The two core issues surrounding pharmacovigilance are drug safety and the reputation of pharmaceuticals. Which one of those needs to be sacrificed does the time arise, is a million dollar question. The reputation, it should be. Compromising drug safety puts millions of patients at risk. Reputation can be back, but life, once gone, never returns, and so is Vivian’s mother. Even then, the reputation of GSK seems to be untouched. Vivian’s mother did have a history of cardiovascular illnesses, but still she was on the death drug for over eight years. Such an issue was never raised during any of the trials of Avandia. It is thanks to pharmacovigilance that the root cause analysis was performed and the association between Avandia and edema and myocardial infarction was established. If not completely, at least it has rung the bells at the FDA. It was no doubt too late for Vivian’s mother, but the information has the potential to save millions of life, now that the correlation has been ascertained.
However, some issues in the meta-analysis also need to be addressed. The study combined data of 42 different clinical trials. Trials with different outcomes, disease states, patients, duration and many other differentiating factors have been combined to pool in the data. The data from varying trials can be sometimes conflicting. GSK argues, the most reliable way to assess the long-term safety of the trial is to conduct a long-term safety trial. Three long-term safety trials of Avandia have been conducted by GSK. Namely; ADOPT (A Diabetes Outcome Progression Trial), DREAM and RECORD. The studies back Avandia’s safety profile. No more than a minimalist increase in risk has been noted in one of the studies. Again, as Avandia is known to control the blood sugar level for a longer time, it said to have benefits outweighing the risks.

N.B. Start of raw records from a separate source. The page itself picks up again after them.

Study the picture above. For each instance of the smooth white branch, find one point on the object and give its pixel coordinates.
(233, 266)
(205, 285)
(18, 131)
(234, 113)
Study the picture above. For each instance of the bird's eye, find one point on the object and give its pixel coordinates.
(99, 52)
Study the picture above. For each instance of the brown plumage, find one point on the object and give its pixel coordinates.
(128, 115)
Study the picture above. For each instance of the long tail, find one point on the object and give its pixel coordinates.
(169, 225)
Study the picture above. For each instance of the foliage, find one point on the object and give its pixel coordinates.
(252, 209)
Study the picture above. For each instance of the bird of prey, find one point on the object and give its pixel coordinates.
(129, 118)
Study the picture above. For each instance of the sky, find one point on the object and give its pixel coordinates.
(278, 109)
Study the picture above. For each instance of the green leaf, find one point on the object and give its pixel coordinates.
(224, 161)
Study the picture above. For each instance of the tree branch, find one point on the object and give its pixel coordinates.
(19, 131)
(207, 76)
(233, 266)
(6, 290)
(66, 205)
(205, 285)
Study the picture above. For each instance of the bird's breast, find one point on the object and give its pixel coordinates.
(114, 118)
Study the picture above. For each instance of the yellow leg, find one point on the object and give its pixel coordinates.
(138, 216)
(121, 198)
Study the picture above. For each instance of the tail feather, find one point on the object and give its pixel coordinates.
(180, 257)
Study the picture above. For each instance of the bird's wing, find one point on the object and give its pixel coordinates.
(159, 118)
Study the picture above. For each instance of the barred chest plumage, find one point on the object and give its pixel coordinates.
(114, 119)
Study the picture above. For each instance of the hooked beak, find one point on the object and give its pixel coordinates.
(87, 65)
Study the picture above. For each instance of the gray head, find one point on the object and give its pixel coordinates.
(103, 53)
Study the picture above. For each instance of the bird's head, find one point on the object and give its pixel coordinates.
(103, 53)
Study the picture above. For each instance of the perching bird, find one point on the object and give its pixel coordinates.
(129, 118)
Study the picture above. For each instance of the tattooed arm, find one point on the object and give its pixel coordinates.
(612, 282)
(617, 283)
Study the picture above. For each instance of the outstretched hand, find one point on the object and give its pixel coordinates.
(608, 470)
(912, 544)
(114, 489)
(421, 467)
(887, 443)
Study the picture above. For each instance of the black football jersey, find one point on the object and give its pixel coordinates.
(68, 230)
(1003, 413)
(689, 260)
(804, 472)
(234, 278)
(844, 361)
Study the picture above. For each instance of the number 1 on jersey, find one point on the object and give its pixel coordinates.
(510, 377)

The conflict will always remain. However, in such a scenario, the safety of patients should not in any way take a back seat. Sponsors and regulatory authorities along with consumers and healthcare professionals equal should take serious and committed steps to improve pharmacovigilance. The authenticity of the safety profile of Avandia will be demonstrated over time. But in any case, the death of Vivian’s mother cannot be reversed, not by me, nor by GSK nor by the FDA.
The coming years are bound to be very interesting on the pharmacovigilance front. The techniques regulatory agencies mandate to make PV more stringent will be worth waiting for. Sponsors will have to invest more money to establish the safety profile of the drug. Awareness among patients has to be created for better reporting of ADRs. The current approach to drug development focuses an intensive, strong and time-consuming pre approval process, but a similar standing is required post approval also. The transition from research to marketing has to be more governed with the research step not stopping at the marketing juncture.